Skip to content

Speech Dating: Finding Love With A Computer Voice

December 11, 2012

Saying: “I love you,” should sound quite different from saying: “I hate you,” but in Lee Ridley’s case they both sound exactly like anything else he would say.

Lee is Britain’s only stand-up comedian to use a solely computer-generated voice, as he is unable to speak.

His new film sketch, Voice by Choice, follows three people who use speech-synthesis technology as they meet at a speed-dating event.

The film was put together in collaboration with the Creative Speech Technology (Crest) Network to show how valuable speech synthesisers can be and to illustrate the difficulties of living with some of the current technology.

As the three romantic hopefuls make their introductions, they notice they all have the same voice – even though one is a woman and two are men.

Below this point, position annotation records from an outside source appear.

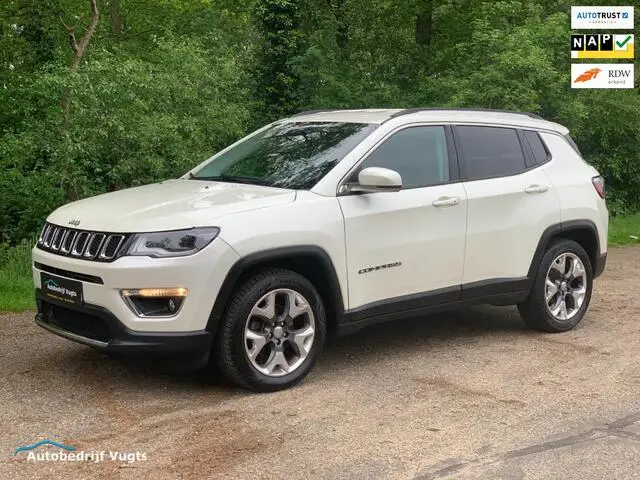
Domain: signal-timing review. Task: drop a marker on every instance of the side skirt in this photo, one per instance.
(496, 292)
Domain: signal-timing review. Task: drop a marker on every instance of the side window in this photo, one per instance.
(418, 154)
(538, 149)
(490, 152)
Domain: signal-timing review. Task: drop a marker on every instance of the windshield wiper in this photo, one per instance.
(233, 179)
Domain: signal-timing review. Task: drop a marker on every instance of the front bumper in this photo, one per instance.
(102, 282)
(97, 327)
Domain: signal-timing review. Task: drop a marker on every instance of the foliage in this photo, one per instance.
(16, 285)
(165, 83)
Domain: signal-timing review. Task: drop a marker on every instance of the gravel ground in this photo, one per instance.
(469, 394)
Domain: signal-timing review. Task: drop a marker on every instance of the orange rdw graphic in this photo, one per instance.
(588, 75)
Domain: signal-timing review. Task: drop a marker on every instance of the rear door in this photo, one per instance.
(510, 204)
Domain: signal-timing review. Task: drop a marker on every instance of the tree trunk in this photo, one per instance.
(78, 48)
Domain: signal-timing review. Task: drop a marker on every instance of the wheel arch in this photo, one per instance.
(583, 232)
(310, 261)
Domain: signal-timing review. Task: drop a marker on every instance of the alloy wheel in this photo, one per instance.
(279, 332)
(565, 286)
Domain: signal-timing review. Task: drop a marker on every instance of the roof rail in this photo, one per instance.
(309, 112)
(408, 111)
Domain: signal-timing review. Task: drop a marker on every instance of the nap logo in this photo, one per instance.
(606, 75)
(602, 46)
(617, 18)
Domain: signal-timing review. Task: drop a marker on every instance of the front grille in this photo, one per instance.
(83, 244)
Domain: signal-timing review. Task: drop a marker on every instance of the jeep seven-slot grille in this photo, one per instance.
(97, 246)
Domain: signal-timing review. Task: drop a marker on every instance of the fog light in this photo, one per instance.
(155, 302)
(156, 292)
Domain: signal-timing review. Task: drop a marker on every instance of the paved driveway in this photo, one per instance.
(469, 394)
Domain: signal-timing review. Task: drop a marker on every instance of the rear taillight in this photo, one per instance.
(598, 183)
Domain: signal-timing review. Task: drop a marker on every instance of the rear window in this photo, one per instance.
(490, 152)
(572, 143)
(538, 149)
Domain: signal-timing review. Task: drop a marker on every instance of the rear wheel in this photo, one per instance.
(562, 290)
(272, 332)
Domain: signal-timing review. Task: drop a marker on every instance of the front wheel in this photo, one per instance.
(272, 332)
(562, 290)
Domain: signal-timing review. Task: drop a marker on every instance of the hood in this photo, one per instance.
(167, 205)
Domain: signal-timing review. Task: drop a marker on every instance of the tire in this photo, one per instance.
(293, 337)
(537, 311)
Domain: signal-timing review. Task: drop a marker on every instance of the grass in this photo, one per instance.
(16, 284)
(624, 230)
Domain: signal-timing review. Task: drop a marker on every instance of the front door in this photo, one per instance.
(411, 241)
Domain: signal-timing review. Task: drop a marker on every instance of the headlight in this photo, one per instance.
(176, 243)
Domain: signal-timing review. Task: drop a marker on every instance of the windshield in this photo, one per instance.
(286, 155)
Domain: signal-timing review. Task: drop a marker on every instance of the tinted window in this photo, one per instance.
(572, 143)
(288, 155)
(539, 151)
(490, 151)
(418, 154)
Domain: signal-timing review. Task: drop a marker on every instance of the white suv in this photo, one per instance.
(329, 221)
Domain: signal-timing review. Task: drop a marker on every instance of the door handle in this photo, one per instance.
(536, 189)
(446, 202)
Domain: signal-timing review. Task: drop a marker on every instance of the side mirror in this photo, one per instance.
(377, 179)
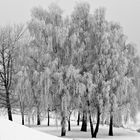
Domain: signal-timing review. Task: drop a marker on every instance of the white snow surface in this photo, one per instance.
(15, 131)
(12, 131)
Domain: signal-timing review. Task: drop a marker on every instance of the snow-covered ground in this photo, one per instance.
(14, 131)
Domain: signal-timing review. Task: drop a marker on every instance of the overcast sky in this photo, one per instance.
(125, 12)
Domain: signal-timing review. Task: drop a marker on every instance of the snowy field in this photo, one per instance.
(15, 131)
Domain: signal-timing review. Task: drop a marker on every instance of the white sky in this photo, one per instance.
(126, 12)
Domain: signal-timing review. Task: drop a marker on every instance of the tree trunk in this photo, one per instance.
(63, 116)
(91, 125)
(111, 126)
(63, 123)
(8, 107)
(84, 122)
(78, 120)
(38, 116)
(97, 125)
(69, 126)
(48, 117)
(22, 115)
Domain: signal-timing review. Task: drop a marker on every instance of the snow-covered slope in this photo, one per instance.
(13, 131)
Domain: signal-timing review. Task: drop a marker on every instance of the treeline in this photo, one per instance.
(59, 64)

There are some awkward pauses as they give each other time to get their words in order on their machines, and comic mishaps with predictive text – all based on real-life experiences.

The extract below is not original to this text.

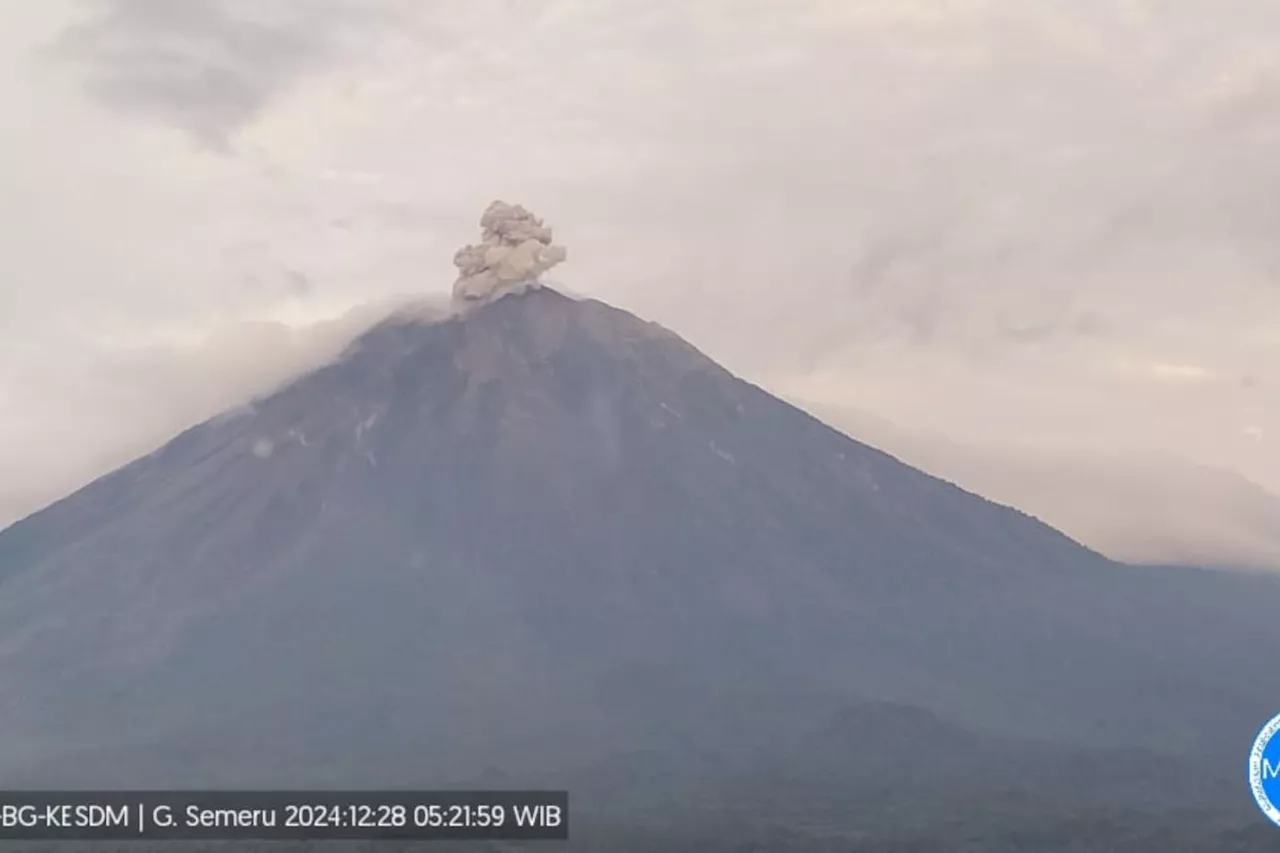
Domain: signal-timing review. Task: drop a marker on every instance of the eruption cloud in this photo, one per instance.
(515, 250)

The charity Communication Matters says at least 30,000 children and adults in the UK could benefit from speech-synthesis technology.

And it predicts this number will increase as the population ages and more people with complex needs survive.

People need these devices for a variety of reasons. Some are born without the ability to learn the process of speech, due to conditions affecting the brain and the muscles involved in speech, for example in some cases of cerebral palsy.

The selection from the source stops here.